A new era for the MCU began in 2025, months on from Deadpool and Wolverine coming together in a way that made the nerds happy, Kevin Feige wanted to crack on with the new stories we’ve been building since Black Widow as, somehow, we reach the end of Phase 5 and the looming releases of both Thunderbolts* and Fantastic Four: First Steps. So it is apt that the first review from a new cinema in Preston (which we will be profiling very soon), is a film called Brave New World - it is just a shame that the Marvel identity crisis is still very much present beyond the obvious new additions to the universe.

Julius Onah is the man tasked with directing this, coming in at 1 hour 58 minutes (a rarity for an MCU product these days), it has a lot of potential from the man who is best known for making The Cloverfield Paradox, but where this film falls apart is in its script. Five credited screenwriters. Let that sink in folks. FIVE credited screenwriters. Rob Edwards, Malcolm Spellman, Dalan Musson, Peter Glanz and director Onah all contributed to a very exposition-heavy film that doesn’t have the passion or the pride which has made previous Captain America films have utilised - it is all very cliched, predictable, formulaic, and just dull, especially with some of the more, well… politically on the nose elements of the plot that we have here. Cinematography is handled relatively well by Kramer Morgenthau, and I wasn’t really that taken with the Laura Karpman score, even if I was experiencing this film, for the first time ever, in Dolby Atmos.

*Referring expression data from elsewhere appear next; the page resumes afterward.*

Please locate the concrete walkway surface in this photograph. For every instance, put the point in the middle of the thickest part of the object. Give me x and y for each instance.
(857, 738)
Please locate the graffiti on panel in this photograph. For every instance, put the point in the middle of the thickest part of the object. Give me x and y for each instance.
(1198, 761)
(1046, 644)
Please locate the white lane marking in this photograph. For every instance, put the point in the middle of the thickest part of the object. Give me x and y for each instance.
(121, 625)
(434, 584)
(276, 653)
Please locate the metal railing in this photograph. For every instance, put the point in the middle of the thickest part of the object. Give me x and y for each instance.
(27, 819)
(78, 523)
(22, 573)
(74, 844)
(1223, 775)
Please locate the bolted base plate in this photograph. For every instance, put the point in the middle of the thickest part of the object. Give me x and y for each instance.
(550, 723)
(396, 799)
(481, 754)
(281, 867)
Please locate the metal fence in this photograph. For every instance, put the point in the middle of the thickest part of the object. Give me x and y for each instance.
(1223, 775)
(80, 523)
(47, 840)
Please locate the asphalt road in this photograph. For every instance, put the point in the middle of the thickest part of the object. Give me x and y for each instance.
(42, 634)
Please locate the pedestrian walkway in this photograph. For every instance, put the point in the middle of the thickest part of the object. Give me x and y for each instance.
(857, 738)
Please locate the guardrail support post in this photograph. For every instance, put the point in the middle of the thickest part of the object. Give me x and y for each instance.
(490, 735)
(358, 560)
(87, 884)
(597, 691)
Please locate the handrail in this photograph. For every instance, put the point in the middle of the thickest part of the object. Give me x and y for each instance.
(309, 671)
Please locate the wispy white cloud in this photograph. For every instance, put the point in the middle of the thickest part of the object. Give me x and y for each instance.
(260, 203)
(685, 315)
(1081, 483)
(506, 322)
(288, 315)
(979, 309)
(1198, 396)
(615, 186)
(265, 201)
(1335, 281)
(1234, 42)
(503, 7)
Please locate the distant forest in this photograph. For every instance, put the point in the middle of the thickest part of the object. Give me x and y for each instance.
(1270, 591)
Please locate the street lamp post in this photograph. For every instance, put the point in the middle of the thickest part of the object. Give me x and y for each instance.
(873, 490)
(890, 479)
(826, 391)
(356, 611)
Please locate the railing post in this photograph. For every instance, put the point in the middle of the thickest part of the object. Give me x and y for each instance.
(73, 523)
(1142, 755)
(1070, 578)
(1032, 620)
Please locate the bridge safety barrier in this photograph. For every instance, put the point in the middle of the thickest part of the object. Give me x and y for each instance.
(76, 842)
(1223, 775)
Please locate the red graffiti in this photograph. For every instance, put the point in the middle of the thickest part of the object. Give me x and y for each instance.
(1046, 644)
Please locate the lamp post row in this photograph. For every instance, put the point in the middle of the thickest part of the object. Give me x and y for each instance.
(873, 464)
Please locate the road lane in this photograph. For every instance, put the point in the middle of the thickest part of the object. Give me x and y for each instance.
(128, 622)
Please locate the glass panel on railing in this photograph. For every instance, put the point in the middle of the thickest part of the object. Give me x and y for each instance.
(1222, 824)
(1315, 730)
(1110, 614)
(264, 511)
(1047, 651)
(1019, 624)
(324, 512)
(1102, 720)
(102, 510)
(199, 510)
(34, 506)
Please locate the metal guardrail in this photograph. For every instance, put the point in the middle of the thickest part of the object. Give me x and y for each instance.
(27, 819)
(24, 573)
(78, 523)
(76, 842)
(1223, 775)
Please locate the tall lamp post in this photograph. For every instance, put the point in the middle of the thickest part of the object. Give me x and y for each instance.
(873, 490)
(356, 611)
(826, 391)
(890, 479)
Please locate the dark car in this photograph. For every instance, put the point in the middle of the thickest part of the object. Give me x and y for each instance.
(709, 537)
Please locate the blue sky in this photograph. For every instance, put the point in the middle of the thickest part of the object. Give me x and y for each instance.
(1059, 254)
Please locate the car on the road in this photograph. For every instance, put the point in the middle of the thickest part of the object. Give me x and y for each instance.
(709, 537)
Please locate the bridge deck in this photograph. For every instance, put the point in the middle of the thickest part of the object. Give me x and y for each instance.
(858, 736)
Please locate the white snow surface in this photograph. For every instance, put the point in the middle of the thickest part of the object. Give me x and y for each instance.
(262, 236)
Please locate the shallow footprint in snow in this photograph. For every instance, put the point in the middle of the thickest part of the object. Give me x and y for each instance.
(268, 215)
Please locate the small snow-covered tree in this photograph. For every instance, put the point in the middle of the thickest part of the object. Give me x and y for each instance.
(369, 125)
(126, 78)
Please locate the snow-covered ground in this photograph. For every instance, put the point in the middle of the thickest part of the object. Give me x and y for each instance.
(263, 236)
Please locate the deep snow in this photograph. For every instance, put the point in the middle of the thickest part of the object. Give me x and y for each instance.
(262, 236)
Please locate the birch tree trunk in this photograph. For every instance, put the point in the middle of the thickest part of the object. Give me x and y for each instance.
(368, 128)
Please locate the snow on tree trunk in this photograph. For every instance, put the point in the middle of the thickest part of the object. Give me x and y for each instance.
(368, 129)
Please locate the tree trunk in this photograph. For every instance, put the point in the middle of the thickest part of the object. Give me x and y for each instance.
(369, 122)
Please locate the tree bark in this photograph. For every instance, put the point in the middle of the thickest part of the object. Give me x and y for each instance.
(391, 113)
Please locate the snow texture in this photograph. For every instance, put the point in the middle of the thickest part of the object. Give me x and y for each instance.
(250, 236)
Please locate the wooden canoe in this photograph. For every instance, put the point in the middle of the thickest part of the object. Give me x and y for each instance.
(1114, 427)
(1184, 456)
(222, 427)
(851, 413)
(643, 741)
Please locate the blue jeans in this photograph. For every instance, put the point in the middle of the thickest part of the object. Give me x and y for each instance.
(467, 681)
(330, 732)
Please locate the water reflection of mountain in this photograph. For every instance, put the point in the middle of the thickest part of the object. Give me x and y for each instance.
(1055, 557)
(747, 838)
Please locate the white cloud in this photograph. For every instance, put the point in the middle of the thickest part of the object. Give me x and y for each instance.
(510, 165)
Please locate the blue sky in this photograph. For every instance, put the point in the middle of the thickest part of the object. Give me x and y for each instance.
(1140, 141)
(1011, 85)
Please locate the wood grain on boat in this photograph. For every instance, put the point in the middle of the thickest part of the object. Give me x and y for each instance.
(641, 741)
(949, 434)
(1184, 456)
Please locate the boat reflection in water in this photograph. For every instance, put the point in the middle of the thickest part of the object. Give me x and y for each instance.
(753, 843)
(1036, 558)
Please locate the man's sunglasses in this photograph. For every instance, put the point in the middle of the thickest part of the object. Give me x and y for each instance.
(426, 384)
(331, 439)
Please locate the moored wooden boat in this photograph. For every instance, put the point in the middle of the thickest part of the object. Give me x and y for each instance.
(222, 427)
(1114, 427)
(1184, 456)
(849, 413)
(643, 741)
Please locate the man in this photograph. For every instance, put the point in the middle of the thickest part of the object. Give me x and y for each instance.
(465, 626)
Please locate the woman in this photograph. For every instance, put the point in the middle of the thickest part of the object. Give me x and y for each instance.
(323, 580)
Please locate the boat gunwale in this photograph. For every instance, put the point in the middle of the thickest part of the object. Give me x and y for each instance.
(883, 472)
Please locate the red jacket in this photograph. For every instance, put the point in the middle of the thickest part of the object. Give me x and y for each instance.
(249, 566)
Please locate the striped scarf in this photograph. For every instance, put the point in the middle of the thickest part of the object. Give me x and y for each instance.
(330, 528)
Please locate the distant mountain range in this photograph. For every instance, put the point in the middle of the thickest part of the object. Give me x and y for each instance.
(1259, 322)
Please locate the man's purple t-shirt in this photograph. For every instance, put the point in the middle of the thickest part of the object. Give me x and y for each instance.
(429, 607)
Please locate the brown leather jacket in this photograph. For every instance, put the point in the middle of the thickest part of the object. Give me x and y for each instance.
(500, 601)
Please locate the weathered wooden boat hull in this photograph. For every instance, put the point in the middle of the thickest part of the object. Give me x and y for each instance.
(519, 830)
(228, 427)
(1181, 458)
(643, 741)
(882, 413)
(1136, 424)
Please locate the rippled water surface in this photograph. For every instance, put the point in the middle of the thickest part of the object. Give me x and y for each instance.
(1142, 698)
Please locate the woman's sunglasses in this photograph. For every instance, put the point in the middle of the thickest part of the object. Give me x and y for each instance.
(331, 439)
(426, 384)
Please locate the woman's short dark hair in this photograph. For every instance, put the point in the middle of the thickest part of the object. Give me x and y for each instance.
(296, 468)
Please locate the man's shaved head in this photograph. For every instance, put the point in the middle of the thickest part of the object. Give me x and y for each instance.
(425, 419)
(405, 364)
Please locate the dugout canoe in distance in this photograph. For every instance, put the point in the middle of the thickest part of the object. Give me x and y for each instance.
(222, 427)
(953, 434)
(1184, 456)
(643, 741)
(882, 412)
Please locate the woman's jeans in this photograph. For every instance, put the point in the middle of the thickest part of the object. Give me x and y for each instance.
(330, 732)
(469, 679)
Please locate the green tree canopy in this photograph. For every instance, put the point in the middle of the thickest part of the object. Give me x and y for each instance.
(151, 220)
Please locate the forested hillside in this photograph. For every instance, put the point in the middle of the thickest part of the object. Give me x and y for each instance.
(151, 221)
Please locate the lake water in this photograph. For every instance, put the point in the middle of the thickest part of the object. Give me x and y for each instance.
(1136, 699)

With the cast though, luckily they save this film from being an outright disaster - after some stellar work on Falcon and the Winter Soldier, Anthony Mackie was more than ready to assume the shield on a bigger screen for the first time, and he is reunited with some of his TV castmates in the form of Danny Ramirez and Carl Lumbly. Supporting them is Shira Haas, Xosha Roquemore, Giancarlo Esposito, Tim Blake Nelson and some cameos who can’t be spoiled for very obvious reasons, but holding it together though is Harrison Ford - he wanted to move on from Indiana Jones, so why not move into a franchise where it’s more CG than stunts? Replacing the late William Hurt was no easy task but he saved this film from getting a full rant, it is as simple as that. I wanted to enjoy this film but beyond the shiny, new cinema there isn’t much to bang the drum about, and that says a lot.

THE VERDICT

Captain America: Brave New World is more Same Old, Same Old - it had been billed as the start of a new phase for the MCU’s storytelling but it’s the same formula they’ve always used, predictable as all hell, and just not great. There needs to be some serious soul searching because somewhere in LA, James Gunn is rubbing his hands with glee knowing that audiences could pivot to DC content if this dry spell continues.